The evidence is that American health care costs would go down significantly, given the clear correlation across industrialized countries between the extent to which health care spending is private and the overall cost (either per capita or as a share of GDP).
> Contradiction.
It's not a contradition, the latter follows necessarily from the former. It's why nearly every industrialized country has converged on public health, public education, public health care, affordable housing, and so on.
> But providing a moral basis for individual rights requires understanding a complete philosophical system, which is out of the scope of an HN comment.
Or we can dispense with the 18th century a priori legerdemain and just recognize human rights as a self-evident basis for a fair, just and humane society.
> You're asking something that may be outside the scope of reality.
And yet the rest of the industrialized world does a much better job of it than the United States.
> As someone from a poor part of rural eastern North Carolina, all I can do is LOL at this
Society should optimize for happiness. It's not measurable, but you can estimate it (for example you can estimate that average German is happier than average citizen of North Korea). My vague definition happiness is this: Let's say you must choose between 2 states of mind and you'll spend the next hour in the selected one. Before your choice, you can try each of them by clicking some button. The one that you choose has higher "happiness quotient".
So let's draft 1% of the population and place them in a large underground bunker at birth. They will never be allowed to know anything about the "real world," and they will provide all the labor, engineering, and scientific research for the other 99%, who get to everything for free. Does that sound like a good society to you?

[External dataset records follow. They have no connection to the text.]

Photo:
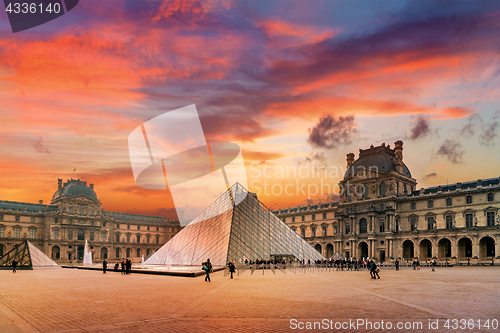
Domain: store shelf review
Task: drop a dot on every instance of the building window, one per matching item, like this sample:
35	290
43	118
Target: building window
449	221
413	224
469	220
383	190
363	226
468	199
430	222
490	219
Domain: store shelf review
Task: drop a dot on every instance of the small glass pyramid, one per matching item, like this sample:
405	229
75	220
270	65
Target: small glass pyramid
247	231
28	256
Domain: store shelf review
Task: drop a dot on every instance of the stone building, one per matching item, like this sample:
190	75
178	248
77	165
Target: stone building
75	215
382	215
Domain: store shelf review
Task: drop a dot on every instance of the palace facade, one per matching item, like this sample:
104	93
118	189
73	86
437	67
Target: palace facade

No, because this very probably wouldn't increase average happiness:
1. The 1% would be less happy.
2. Lot of the 99% would feel guilty (which lowers happiness).
3. The 1% would probably be less productive than if they were free. So the only benefit for the 99% would be that they consume less.
By the way, this system to a certain extent exist in our society (cheap labour in China for example).
The working of any given balance of liberties and social protections is a phenomenon observable only in time increments over centuries, or possibly millenia.
There are many examples of "liberal" and even "democratic" or "republican" governments / societies that lasted for centuries before failing into tyranny and / or to foreign domination. The US Constitution attempts to correct the failings of each of those examples. Saying it has worked so far is declaring the weather today, all day long, was great -- at 9:30am.
Saying the French or Germans have demonstrated their solutions, at that time scale, is just nuts.
The US is a notable outlier, and the various comparative social and economic indicators are pretty damning evidence that the continued American insistence on an 18th century approach to governance actually is inferior to a number of other approaches that have been more inclined to take evidence-based best practices into account.